Color Extraction Guide

Learn how VideoIntel extracts dominant colors from videos using K-means clustering, smart sampling, and optimized pixel analysis for fast and accurate results.

Overview

Color extraction identifies the most dominant colors in a video by analyzing frames and grouping similar colors together. This is useful for:

  • UI Theming: Generate color schemes matching video content
  • Video Categorization: Classify videos by color palette
  • Design Systems: Create brand-aligned color palettes
  • Thumbnail Matching: Ensure UI colors complement video colors
  • Mood Analysis: Understand emotional tone through color
// Extract 5 dominant colors from a video
const colors = await videoIntel.extractColors(video, {
  count: 5,
  sampleFrames: 10,
  quality: 'balanced'
});

// Use the colors
colors.forEach(color => {
  console.log(`${color.hex} - ${color.percentage}% of video`);
  // Output example: "#3B82F6 - 32.5% of video"
});

How It Works

VideoIntel's color extraction uses a sophisticated multi-stage pipeline:

Step 1: Frame Sampling

Extract frames at evenly distributed intervals throughout the video.

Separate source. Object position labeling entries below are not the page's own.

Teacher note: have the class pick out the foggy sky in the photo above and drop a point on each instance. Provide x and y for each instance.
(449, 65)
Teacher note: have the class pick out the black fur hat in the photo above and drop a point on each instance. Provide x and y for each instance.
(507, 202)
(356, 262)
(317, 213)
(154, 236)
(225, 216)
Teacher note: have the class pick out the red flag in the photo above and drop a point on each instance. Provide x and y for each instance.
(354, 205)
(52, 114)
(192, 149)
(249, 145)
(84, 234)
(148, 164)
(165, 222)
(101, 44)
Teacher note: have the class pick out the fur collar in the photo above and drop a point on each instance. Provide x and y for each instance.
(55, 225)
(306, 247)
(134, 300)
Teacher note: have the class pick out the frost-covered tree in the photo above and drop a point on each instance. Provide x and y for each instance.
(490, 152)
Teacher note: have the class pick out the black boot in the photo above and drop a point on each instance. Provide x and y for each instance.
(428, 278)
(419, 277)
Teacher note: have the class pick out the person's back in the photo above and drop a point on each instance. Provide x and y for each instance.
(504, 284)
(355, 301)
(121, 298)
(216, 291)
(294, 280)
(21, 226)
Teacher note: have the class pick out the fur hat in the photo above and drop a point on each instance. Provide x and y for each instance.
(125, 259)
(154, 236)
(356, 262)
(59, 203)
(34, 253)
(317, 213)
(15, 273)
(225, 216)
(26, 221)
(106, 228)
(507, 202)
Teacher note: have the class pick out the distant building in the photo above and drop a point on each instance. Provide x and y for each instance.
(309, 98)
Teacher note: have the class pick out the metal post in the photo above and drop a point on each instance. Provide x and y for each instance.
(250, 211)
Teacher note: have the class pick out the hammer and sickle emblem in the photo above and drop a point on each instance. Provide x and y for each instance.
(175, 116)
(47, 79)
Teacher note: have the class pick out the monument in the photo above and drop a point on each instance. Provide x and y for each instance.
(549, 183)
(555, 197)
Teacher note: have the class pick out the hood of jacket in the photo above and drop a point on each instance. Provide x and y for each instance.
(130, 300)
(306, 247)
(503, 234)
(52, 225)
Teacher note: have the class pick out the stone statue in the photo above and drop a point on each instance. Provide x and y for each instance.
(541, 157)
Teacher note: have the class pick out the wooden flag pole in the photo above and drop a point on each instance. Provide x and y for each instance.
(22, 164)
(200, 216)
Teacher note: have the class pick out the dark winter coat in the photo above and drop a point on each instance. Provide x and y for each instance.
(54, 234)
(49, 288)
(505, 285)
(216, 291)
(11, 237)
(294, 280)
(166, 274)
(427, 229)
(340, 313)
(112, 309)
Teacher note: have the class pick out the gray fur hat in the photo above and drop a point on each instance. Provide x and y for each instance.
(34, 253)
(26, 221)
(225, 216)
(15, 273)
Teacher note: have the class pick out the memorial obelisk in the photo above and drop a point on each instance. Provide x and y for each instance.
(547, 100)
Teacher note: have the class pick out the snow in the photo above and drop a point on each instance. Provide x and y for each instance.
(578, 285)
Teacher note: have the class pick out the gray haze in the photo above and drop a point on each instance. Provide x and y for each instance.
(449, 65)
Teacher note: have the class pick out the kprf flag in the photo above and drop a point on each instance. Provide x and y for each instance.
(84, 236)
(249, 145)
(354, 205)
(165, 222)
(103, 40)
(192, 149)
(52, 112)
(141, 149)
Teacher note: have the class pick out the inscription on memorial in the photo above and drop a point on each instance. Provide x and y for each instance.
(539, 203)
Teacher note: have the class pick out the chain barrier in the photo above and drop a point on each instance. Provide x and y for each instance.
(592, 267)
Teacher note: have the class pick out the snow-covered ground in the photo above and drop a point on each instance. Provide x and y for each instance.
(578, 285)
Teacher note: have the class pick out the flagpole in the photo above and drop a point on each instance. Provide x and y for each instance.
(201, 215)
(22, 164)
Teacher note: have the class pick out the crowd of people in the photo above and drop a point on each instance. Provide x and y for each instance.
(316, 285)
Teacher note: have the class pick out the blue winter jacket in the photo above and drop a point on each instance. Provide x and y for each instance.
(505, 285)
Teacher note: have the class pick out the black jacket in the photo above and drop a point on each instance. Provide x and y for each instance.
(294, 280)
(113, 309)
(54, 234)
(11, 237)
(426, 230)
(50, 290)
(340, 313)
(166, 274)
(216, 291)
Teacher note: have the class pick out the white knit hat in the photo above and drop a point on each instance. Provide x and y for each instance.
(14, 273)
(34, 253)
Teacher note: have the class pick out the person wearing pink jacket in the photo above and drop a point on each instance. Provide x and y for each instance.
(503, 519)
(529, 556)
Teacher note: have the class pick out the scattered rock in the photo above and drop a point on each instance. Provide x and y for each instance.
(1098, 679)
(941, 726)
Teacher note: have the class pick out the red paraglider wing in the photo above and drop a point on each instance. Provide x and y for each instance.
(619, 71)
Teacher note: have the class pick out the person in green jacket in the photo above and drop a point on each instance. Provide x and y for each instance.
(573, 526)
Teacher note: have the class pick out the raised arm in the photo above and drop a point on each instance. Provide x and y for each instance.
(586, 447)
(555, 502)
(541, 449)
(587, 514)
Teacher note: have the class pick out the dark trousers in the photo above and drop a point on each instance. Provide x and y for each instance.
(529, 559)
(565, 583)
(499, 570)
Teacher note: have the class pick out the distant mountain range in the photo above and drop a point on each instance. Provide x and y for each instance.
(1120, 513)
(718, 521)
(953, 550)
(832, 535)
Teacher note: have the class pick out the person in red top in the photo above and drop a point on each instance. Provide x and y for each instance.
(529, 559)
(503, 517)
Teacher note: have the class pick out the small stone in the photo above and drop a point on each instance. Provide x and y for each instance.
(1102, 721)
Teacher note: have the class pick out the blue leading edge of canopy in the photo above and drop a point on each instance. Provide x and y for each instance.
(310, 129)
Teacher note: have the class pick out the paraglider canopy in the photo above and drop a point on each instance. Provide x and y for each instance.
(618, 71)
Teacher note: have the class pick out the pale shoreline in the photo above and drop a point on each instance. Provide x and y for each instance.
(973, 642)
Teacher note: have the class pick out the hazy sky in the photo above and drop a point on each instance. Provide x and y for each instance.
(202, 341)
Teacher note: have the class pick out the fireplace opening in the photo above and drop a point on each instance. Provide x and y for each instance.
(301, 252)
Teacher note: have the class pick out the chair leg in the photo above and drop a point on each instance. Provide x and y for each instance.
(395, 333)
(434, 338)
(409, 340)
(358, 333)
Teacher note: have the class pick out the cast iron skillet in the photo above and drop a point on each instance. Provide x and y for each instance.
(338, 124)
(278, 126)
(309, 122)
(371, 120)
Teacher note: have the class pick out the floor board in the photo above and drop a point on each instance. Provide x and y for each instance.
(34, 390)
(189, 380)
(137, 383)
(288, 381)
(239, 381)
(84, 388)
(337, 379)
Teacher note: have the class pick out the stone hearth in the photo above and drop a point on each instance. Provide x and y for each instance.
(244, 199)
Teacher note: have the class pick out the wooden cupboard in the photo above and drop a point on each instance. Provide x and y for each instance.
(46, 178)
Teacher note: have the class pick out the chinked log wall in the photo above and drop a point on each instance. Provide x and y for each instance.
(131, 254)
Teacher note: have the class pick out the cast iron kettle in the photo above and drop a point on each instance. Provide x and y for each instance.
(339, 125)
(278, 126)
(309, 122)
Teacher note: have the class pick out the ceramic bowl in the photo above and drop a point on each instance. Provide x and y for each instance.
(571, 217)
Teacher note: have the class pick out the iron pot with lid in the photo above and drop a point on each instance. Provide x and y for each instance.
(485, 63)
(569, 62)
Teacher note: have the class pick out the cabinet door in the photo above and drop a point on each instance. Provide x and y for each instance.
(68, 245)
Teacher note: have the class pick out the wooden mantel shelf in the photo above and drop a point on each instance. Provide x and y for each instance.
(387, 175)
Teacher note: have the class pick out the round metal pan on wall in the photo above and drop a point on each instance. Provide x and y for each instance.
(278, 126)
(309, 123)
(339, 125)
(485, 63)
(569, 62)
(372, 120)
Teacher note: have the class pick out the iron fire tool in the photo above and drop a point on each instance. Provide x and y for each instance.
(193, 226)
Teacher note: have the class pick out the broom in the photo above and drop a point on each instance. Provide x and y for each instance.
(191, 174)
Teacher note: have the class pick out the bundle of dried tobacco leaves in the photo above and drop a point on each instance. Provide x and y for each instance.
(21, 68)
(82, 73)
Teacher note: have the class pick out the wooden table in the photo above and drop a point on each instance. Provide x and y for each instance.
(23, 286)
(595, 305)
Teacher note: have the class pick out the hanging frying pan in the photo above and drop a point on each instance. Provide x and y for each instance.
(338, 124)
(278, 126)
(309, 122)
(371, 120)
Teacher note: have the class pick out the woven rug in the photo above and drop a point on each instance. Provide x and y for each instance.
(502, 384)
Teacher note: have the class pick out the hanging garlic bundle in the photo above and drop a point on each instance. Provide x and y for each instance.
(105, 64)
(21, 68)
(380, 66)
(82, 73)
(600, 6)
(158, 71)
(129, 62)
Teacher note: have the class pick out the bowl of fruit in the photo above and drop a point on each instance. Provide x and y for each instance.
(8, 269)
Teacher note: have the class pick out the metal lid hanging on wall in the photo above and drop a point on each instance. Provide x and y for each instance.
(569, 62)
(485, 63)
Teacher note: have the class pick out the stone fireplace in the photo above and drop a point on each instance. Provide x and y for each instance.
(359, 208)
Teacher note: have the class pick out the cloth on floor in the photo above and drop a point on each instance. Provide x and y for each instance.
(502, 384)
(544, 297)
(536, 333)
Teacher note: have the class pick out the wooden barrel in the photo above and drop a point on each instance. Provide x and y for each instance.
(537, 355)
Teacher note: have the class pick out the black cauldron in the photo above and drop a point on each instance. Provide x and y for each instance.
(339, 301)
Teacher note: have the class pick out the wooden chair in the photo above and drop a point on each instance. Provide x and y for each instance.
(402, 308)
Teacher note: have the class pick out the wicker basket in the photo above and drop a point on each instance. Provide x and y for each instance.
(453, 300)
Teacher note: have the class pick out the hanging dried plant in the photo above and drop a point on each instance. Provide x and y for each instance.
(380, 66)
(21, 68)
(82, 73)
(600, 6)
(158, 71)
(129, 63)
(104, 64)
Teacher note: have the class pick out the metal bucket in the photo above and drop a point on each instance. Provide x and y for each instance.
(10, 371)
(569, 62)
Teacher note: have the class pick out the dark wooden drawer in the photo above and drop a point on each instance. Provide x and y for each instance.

Default: 10 frames from start to end, ensuring representative sampling of the entire video.

Step 2: Pixel Extraction

Extract pixel data from each frame and sample based on quality setting. Balanced quality samples 30% of pixels for good accuracy with fast processing.

Step 3: K-Means Clustering

Group similar colors together using K-means clustering algorithm. This finds the N most dominant colors by iteratively improving cluster centers.

Step 4: Color Conversion

Convert cluster centers to multiple color formats (hex, RGB, HSL) and calculate dominance percentages for each color.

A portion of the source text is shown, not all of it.